Il Divino
KISS. Keep it Simple, Stupid. Questo sembra essere il manifesto di un’opera tanto lineare quanto anomala come Il Divino, graphic novel tutta israeliana realizzata dai fratelli Hanuka e da Boaz Lavie, autori apprezzati in patria e all’estero. Un’opera semplice, quasi lapalissiana, frontale nei propri intenti, nel proprio messaggio e nei simboli impiegati per metterlo in scena. Tanta, chiarezza, tuttavia, è tutt’altro che un limite quando valorizza un’espressività forte e decisa, un segno grafico pulito che valorizza il dinamismo della regia e la profondità della prospettiva.
Il Divino è, nella realizzazione, un’opera estremamente moderna, di ottima esecuzione e dallo spiccato gusto pop, felice in tal senso la scelta dei colori, luminosi e poco o nulla sfumati, come poco o nulla sfumata è la posizione degli autori.

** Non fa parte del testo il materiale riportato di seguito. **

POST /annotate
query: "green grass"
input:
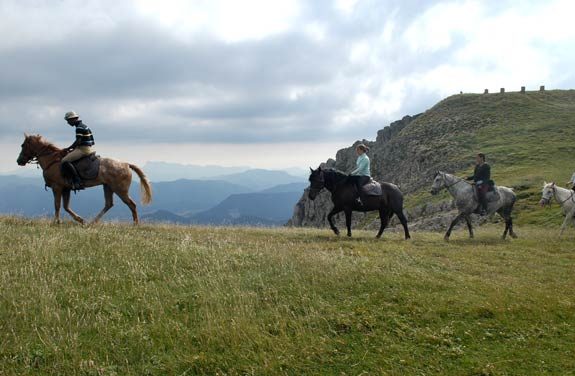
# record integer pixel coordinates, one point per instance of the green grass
(159, 300)
(528, 139)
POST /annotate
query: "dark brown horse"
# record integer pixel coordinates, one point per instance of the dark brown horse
(343, 197)
(114, 175)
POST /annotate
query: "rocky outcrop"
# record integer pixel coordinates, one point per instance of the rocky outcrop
(407, 153)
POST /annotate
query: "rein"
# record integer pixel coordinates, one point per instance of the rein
(571, 197)
(458, 180)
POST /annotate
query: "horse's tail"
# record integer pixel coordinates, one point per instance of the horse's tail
(145, 187)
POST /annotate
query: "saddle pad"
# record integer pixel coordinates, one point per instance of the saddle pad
(493, 195)
(372, 188)
(88, 167)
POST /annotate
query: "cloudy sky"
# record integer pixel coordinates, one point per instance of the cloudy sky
(256, 82)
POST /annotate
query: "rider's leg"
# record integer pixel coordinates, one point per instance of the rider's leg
(69, 169)
(481, 196)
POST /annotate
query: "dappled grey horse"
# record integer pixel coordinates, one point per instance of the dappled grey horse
(564, 197)
(463, 192)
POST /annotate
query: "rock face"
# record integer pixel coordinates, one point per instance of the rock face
(408, 152)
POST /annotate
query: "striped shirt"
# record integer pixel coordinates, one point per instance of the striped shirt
(84, 135)
(362, 166)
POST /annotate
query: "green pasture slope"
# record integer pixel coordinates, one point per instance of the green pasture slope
(531, 139)
(160, 300)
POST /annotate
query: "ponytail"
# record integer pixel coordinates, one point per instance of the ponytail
(363, 148)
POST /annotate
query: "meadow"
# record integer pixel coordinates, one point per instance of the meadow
(114, 299)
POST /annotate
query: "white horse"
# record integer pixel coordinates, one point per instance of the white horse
(565, 198)
(463, 192)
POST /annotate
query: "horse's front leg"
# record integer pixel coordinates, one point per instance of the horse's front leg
(469, 226)
(57, 203)
(333, 212)
(66, 197)
(453, 223)
(348, 221)
(568, 218)
(384, 220)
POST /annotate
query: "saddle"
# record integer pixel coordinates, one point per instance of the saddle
(492, 194)
(88, 167)
(372, 188)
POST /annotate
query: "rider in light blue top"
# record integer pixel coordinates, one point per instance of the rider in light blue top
(362, 165)
(362, 174)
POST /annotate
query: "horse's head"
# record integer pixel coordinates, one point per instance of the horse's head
(316, 182)
(28, 151)
(438, 182)
(547, 194)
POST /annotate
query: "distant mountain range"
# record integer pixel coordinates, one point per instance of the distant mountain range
(252, 197)
(165, 171)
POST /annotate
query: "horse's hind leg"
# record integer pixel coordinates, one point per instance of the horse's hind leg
(384, 219)
(469, 226)
(57, 202)
(453, 223)
(109, 202)
(66, 197)
(333, 212)
(403, 221)
(348, 221)
(125, 197)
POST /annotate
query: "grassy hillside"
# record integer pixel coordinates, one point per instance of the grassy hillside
(158, 300)
(528, 138)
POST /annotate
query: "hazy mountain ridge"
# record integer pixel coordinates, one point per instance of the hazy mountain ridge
(174, 201)
(527, 138)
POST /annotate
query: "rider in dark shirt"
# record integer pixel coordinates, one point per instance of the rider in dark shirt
(481, 176)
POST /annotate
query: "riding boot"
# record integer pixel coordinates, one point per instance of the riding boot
(482, 206)
(71, 172)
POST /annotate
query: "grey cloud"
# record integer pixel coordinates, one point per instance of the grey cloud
(205, 90)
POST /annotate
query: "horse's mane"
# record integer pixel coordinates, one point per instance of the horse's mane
(338, 173)
(45, 144)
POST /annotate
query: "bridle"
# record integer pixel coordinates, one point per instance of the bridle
(42, 153)
(554, 190)
(457, 181)
(314, 186)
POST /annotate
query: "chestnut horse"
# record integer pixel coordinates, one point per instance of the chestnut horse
(114, 175)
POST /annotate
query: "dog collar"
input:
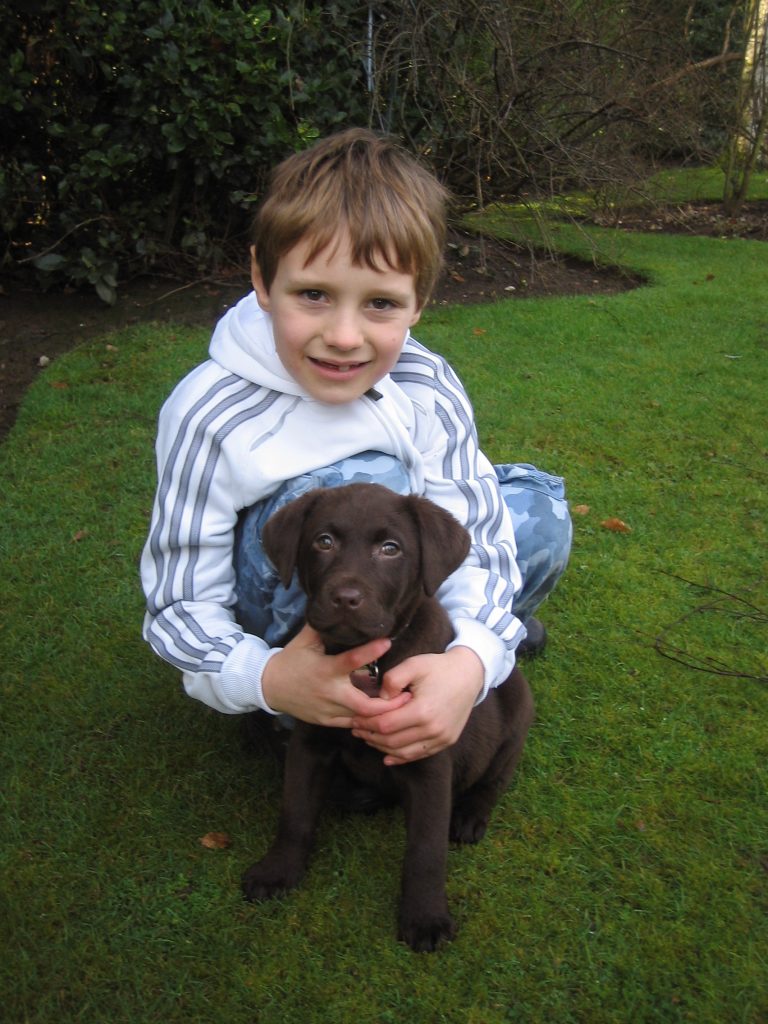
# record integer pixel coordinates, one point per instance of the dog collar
(368, 677)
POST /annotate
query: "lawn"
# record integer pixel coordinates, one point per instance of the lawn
(625, 875)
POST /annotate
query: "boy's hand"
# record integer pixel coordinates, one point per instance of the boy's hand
(302, 680)
(444, 688)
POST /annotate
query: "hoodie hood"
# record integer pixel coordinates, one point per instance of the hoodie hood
(244, 343)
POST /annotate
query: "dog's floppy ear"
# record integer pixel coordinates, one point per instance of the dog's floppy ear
(444, 543)
(282, 534)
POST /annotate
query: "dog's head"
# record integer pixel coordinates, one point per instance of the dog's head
(366, 557)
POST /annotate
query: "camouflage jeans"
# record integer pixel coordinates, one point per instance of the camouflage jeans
(536, 500)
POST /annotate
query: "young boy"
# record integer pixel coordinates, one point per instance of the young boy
(314, 380)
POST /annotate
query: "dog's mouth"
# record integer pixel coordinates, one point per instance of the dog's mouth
(341, 635)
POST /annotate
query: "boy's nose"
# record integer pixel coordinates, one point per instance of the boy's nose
(342, 331)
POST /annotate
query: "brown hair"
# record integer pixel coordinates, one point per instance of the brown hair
(391, 207)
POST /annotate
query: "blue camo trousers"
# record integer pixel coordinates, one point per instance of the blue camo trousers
(536, 501)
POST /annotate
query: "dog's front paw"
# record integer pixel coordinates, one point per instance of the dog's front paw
(265, 880)
(425, 933)
(466, 825)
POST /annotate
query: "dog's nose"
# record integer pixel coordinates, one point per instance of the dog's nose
(347, 597)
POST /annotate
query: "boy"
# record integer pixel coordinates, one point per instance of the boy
(314, 380)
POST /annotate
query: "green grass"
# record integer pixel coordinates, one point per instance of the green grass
(625, 876)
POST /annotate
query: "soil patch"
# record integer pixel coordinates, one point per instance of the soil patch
(35, 328)
(697, 218)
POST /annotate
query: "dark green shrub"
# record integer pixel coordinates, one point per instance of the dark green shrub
(139, 133)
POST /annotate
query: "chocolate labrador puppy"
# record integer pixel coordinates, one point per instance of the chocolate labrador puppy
(370, 562)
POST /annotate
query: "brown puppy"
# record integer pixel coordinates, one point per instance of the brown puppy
(370, 562)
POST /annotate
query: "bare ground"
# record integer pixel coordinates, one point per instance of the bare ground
(35, 327)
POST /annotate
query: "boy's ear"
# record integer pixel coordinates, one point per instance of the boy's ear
(262, 294)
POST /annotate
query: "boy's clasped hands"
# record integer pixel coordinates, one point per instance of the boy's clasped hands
(423, 706)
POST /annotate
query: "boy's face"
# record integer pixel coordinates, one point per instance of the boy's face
(338, 328)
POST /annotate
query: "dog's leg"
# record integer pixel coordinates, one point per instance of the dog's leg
(424, 918)
(472, 809)
(307, 774)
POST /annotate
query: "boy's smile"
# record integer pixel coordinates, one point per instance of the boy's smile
(338, 327)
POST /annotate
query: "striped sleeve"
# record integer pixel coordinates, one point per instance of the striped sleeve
(186, 565)
(479, 596)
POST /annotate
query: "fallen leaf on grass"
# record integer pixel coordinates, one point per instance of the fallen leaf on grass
(616, 525)
(215, 841)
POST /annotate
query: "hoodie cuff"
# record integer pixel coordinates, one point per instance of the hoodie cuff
(497, 659)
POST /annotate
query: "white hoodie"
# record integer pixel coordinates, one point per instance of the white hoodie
(237, 428)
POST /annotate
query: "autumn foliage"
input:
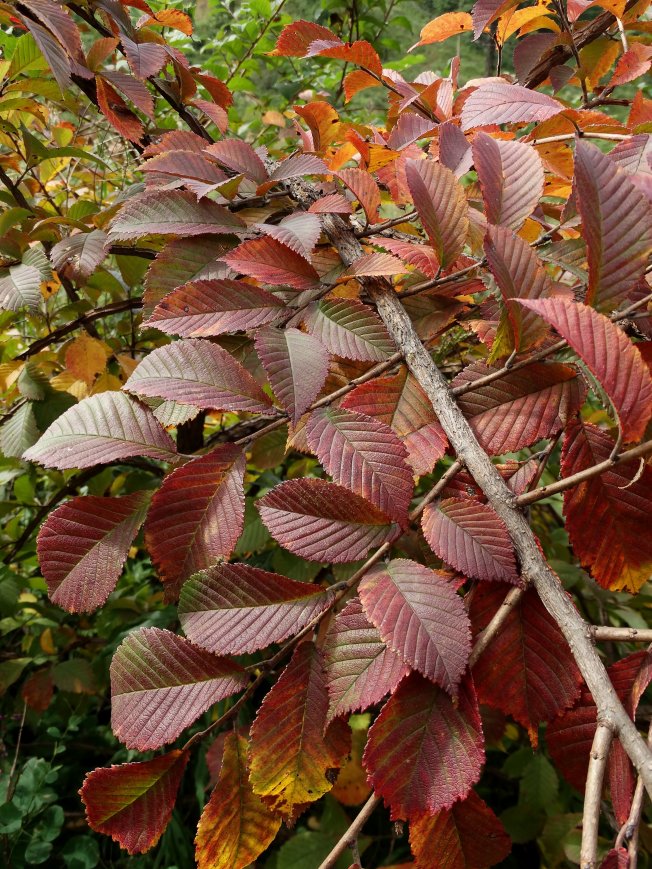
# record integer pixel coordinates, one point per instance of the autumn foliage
(510, 217)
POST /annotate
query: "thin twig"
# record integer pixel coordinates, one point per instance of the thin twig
(593, 795)
(351, 834)
(637, 452)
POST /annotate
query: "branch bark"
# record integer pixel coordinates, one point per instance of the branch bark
(534, 567)
(593, 795)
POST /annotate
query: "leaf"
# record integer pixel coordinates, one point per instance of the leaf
(21, 288)
(528, 671)
(272, 262)
(487, 11)
(83, 545)
(172, 212)
(81, 253)
(161, 683)
(424, 753)
(360, 669)
(607, 516)
(232, 609)
(351, 329)
(466, 836)
(442, 207)
(443, 27)
(296, 365)
(634, 62)
(235, 826)
(133, 802)
(291, 758)
(102, 429)
(295, 38)
(522, 407)
(202, 309)
(471, 538)
(519, 274)
(365, 190)
(401, 403)
(199, 373)
(240, 157)
(421, 617)
(363, 455)
(117, 112)
(197, 514)
(609, 355)
(616, 224)
(511, 179)
(299, 231)
(322, 521)
(570, 736)
(499, 103)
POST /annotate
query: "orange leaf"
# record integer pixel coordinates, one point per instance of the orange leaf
(235, 826)
(443, 27)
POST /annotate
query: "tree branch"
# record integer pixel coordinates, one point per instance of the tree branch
(534, 567)
(593, 795)
(352, 833)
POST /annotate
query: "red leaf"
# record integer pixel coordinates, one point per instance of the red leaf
(232, 609)
(199, 373)
(610, 356)
(236, 826)
(299, 165)
(102, 429)
(144, 58)
(322, 521)
(172, 212)
(117, 112)
(204, 308)
(365, 190)
(402, 404)
(291, 756)
(421, 617)
(607, 516)
(466, 836)
(617, 858)
(498, 103)
(296, 365)
(295, 38)
(197, 515)
(272, 262)
(511, 179)
(528, 671)
(365, 456)
(161, 683)
(570, 736)
(519, 275)
(133, 802)
(300, 232)
(454, 149)
(240, 157)
(424, 753)
(360, 668)
(83, 545)
(471, 538)
(634, 62)
(617, 226)
(351, 329)
(442, 207)
(521, 408)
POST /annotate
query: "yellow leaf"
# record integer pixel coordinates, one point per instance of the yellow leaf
(275, 119)
(86, 358)
(442, 28)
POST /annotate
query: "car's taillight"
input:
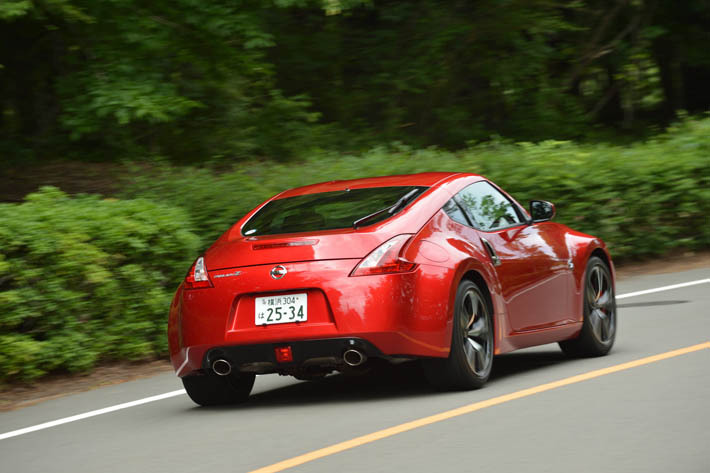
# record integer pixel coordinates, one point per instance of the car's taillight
(197, 277)
(385, 259)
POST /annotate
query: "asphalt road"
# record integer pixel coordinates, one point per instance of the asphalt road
(648, 417)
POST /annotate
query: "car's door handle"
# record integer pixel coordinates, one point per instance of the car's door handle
(491, 252)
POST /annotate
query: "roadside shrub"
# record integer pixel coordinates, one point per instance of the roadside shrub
(644, 199)
(84, 280)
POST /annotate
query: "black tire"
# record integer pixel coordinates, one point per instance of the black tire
(471, 357)
(212, 390)
(599, 307)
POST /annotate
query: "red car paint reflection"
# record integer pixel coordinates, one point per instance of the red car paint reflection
(382, 262)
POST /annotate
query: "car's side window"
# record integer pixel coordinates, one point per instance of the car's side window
(489, 209)
(453, 210)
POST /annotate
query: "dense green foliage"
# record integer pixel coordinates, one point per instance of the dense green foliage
(644, 199)
(233, 79)
(85, 280)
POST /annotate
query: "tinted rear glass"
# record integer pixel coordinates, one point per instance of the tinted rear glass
(326, 210)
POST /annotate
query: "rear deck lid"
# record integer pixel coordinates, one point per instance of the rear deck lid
(325, 225)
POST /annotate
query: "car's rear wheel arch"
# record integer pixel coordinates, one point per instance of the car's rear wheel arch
(478, 279)
(601, 254)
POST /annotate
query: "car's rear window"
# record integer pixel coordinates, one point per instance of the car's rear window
(328, 210)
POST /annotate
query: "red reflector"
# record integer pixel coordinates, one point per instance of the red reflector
(283, 354)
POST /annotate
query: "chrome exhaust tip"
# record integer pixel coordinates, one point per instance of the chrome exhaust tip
(221, 367)
(354, 357)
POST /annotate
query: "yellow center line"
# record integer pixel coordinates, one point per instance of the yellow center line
(467, 409)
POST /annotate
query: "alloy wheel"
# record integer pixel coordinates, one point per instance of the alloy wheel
(600, 303)
(478, 332)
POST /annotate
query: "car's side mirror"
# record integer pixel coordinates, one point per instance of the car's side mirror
(541, 211)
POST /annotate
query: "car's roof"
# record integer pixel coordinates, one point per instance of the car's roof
(426, 179)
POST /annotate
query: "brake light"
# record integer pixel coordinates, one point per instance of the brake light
(385, 259)
(197, 277)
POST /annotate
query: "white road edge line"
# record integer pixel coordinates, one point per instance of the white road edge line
(86, 415)
(180, 392)
(664, 288)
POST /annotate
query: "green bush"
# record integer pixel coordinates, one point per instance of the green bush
(84, 280)
(643, 199)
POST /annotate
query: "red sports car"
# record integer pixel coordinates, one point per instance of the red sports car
(442, 267)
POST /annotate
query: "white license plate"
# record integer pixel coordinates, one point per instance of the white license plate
(282, 309)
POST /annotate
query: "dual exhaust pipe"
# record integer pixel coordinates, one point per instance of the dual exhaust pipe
(352, 357)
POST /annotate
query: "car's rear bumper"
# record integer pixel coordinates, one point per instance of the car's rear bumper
(397, 315)
(261, 358)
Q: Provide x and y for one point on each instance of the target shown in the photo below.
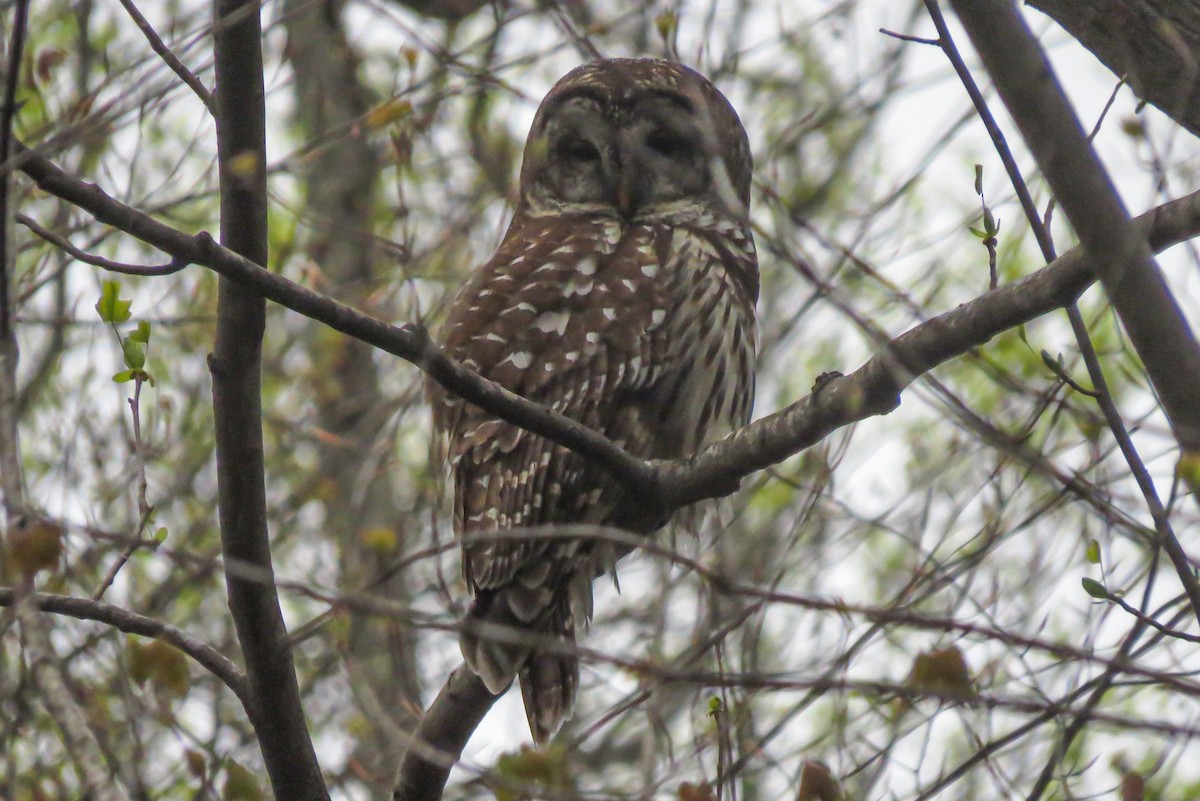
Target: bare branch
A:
(1131, 277)
(871, 390)
(131, 622)
(235, 363)
(442, 735)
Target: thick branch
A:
(1134, 284)
(442, 735)
(235, 363)
(131, 622)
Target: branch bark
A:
(1152, 44)
(874, 389)
(1132, 279)
(442, 735)
(341, 188)
(276, 712)
(132, 622)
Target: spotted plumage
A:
(622, 296)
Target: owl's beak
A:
(631, 185)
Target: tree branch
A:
(1132, 279)
(235, 363)
(131, 622)
(442, 735)
(874, 389)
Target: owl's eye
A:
(577, 151)
(669, 144)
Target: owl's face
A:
(634, 136)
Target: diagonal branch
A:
(235, 363)
(873, 389)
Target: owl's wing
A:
(565, 315)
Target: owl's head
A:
(635, 136)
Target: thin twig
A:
(65, 245)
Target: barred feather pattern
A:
(639, 326)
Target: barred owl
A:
(622, 296)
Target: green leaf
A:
(109, 306)
(143, 333)
(1054, 363)
(135, 353)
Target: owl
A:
(623, 296)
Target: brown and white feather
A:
(622, 300)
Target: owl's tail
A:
(501, 643)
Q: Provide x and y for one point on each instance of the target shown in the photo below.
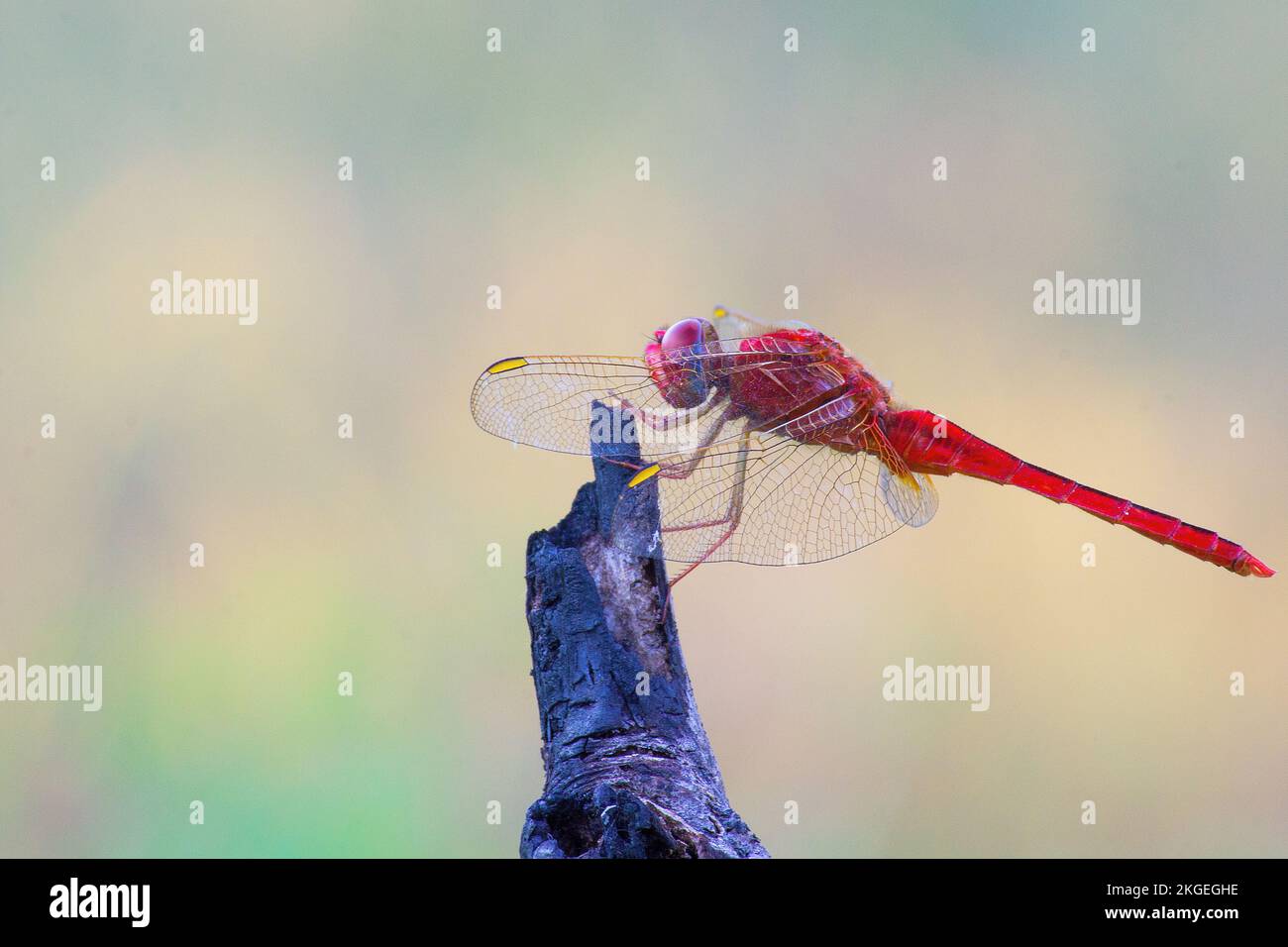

Senza mezzi termini, in tal senso, è la critica alla politica dell’occidente nei confronti del resto del mondo. C’è tutto, dai bambini soldato ai contractors, dalle risorse depredate alle vittime civili in una vicenda, non a caso ambientata in Vietnam, in cui un gruppo di mercenari spadroneggia su un paese in via di sviluppo fino a scatenarne i difensori più mistici ed ancestrali.
Una storia d’azione, sì, ma anche una storia che fa riflettere, con un protagonista che si trova al centro del dilemma e vittime che non fanno compassione, ma nella cui rabbia omicida ci si immedesima con una semplicità inquietante. Il Divino è un libro anomalo e controverso, non a caso realizzato in Israele, un paese spesso sotto i riflettori per problemi legati alla violazione dei diritti umani, una nazione che vive una situazione complessa e mistificata, di certo una società meno unita di quanto si pensi nelle proprie prese di posizione.